British prime ministers generally don’t say in advance when they’ll leave office _ most exit by losing an election, quitting on the spot or, like Margaret Thatcher, being pushed by their parties.

Mr. Blair has not committed to a resignation date, promising only that he will not seek a fourth term and will give his successor _ widely expected to be Treasury chief Gordon Brown _ time to settle into office before that vote.

But his health secretary and close ally, Patricia Hewitt, said Mr. Blair “has made it clear that he will step down next year.”

“Everyone knows that the contest for the new leadership will take place next year,” she said. In the meantime, she warned, “it is madness for some Labour (lawmakers) to demand conditions from the prime minister.”

After Mr. Watson’s announcement, six lawmakers who serve as unpaid aides to government ministers quit rather than remove their names from the letter urging Mr. Blair to step aside. Khalid Mahmood, Wayne David, Ian Lucas, Mark Tami, David Wright and Chris Mole had been Parliamentary private secretaries.

Mr. Blair made no immediate comment on the junior aides’ announcements but called Watson’s decision to sign the letter circulating among Labour lawmakers “disloyal, discourteous and wrong.”

The Sun newspaper reported Wednesday that Mr. Blair intends to resign as leader of the governing Labour party on May 31, triggering a leadership election likely to take around eight weeks. He would then be replaced as prime minister on July 26, the newspaper said.

Mr. Blair’s office declined to comment on the report, saying only that it had not authorized any leak to the newspaper.

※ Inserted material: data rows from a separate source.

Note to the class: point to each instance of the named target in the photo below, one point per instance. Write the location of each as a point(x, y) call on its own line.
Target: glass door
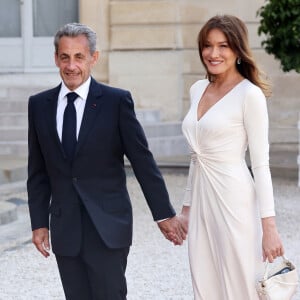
point(11, 44)
point(26, 32)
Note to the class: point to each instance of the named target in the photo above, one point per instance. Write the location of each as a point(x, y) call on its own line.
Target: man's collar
point(82, 90)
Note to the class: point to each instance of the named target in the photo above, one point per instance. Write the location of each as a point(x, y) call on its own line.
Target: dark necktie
point(69, 127)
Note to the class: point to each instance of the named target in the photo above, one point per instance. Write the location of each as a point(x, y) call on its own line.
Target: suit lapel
point(91, 110)
point(52, 101)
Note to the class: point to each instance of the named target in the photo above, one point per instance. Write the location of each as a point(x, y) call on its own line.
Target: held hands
point(40, 238)
point(175, 229)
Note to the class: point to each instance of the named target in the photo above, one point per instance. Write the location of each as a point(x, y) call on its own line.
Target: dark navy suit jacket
point(96, 177)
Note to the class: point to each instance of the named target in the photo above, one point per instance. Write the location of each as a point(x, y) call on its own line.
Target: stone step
point(13, 119)
point(162, 129)
point(168, 146)
point(8, 212)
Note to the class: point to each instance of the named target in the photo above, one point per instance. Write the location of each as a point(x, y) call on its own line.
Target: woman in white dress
point(230, 216)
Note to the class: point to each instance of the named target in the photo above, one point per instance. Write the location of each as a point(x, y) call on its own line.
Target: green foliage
point(280, 24)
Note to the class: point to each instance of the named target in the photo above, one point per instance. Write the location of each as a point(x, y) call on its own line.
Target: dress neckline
point(219, 100)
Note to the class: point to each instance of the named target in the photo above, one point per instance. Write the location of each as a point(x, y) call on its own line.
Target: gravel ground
point(157, 270)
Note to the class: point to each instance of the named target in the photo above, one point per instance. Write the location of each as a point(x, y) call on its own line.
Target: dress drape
point(226, 204)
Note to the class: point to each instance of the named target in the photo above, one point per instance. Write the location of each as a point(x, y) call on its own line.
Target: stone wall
point(149, 47)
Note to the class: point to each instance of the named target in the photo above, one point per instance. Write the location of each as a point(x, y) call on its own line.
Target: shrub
point(280, 24)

The Sun, which is owned by Rupert Murdoch’s media conglomerate News Corp. and has been a crucial supporter of Blair since he took office in 1997, cited no sources.

As if to emphasize that Mr. Blair is still prime minister, his office announced Wednesday that he plans to visit the Middle East soon to promote peace in Lebanon and between Israelis and Palestinians. There was no word on precisely where or when Mr. Blair would go.